Alberto Entrerríos
Alberto Entrerríos defendido por varios integrantes del combinado húngaro (EFE). EFE
La selección española de balonmano certificó el sábado su clasificación para los cuartos de final del Mundial de Alemania, tras imponerse por 31-33 a Hungría, en un encuentro en el que España recuperó algunos de los valores, desaparecidos en el choque Dinamarca, que hicieron hace dos años campeón del mundo a los de Pastor.

El conjunto español pareció haber aprendido la lección tras la derrota sufrida ante Dinamarca y tal y como reclamó una y otra vez Juan Carlos Pastor, la selección nacional dejó a un lado los ataques directos que llevaron al fracaso ante los nórdicos, para dar una mayor continuidad al juego ofensivo.

El sábado sí llegaron los balones a los extremos, sí se movió a la defensa húngara de lado a lado en busca de crear nuevos espacios si el balón no podía llegar al pivote Rolando Uríos, primera opción en la dinámica de ataque del equipo nacional.

Pese a ello, el equipo español tuvo innumerables problemas para frenar los uno contra uno del jugador de origen cubano Ivo Díaz, que confirmó sobre la pista las advertencias del seleccionador español, que en la previa del encuentro destacaba el excelente estado del jugador del Arrate.

Soberbio Barrufet

De este modo, el equipo nacional llegó al descanso con tan sólo dos goles de ventaja (15-17), gracias a un postrero lanzamiento de penalti de Iker Romero, que hoy se olvidó de sus frivolidades desde los siete metros, y anotó las tres penas máximas de las que dispuso la selección en la primera parte.

Crecidos, los de Juan Carlos dieron un primer estirón en el marcador para situarse con cinco goles de ventaja (19-24) a los ocho minutos de la reanudación.

Renta que las intervenciones de David Barrufet impidieron que bajara, con tan solo una excepción (26-28).

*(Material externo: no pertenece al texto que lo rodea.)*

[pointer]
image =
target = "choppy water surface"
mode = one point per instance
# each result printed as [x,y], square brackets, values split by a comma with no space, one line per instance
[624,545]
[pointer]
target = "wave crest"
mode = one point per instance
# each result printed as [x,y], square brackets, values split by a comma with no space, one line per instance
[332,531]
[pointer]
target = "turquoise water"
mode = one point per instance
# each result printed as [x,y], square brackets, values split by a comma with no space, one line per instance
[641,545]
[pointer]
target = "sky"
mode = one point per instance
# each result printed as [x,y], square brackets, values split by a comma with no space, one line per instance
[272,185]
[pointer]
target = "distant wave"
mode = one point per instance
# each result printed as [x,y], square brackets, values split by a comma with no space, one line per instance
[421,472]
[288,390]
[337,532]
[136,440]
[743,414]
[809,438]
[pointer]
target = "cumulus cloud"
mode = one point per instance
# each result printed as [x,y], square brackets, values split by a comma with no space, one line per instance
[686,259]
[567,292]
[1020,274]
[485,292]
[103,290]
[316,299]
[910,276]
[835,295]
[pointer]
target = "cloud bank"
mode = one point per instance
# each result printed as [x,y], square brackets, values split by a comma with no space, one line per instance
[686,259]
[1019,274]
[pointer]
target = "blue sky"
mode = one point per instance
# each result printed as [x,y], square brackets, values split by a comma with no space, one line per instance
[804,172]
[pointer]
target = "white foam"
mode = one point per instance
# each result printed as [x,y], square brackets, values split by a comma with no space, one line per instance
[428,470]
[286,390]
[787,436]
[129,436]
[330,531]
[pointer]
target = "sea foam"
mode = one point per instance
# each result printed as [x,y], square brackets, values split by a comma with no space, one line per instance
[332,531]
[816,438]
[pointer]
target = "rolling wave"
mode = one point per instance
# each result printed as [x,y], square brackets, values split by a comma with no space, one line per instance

En esos cruciales instantes, España no se descompuso y aportó dos tranquilizadores goles (26-30) para afrontar con relajación los últimos siete minutos de encuentro.

Tiempo que sirvió únicamente para ratificar la recuperación definitiva del cancerbero David Barrufet, así como el excelente momento de forma de David Davis e, incluso, para poner un broche de oro al cumpleaños de Uríos, que cumplía 37 años, coronándose como máximo goleador del equipo español

FICHA TÉCNICA:

31 - Hungría: Puljezevic; Tamas Ivancsik (4), Nagy (4), Díaz (8), Csaszar (1), Gergo Ivancsik (5,2p) y Gal (5) -equipo inicial- Fazekas (ps), Ilyés (2), Mocsai (1), Tombor (-), Katzirz (-), Herbert (1) y Vadkerti ()

33 - España: Barrufet; Víctor Tomás (3), Belaustegui (1), Juancho Pérez (1), Romero (6, 3p), Davis (6) y Chema Rodríguez (2) -equipo inicial- Hombrados (ps), Alberto Entrerríos (5), Uríos (7), Raúl Entrerríos (-), Garabaya (1), Lozano (-) y Juanín García (1).

Marcador cada cinco minutos: 4-2, 4-5, 8-8, 10-10, 11-13, 15-17 (Descanso) 18-21, 20-24, 22-26, 26-28, 27-32 y 31-33 (Final)

Árbitros: Abrahamsen y Kristiansen (Noruega). Excluyeron por dos minutos a Gal y Herbert (2) por Hungría; y a Davis, Garabaya, Juancho Pérez y Lozano por España.

Incidencias: Encuentro correspondiente a la tercera jornada del Grupo II disputado en el SAP Arena de Mannheim ante unos 12.500 espectadores. Lleno.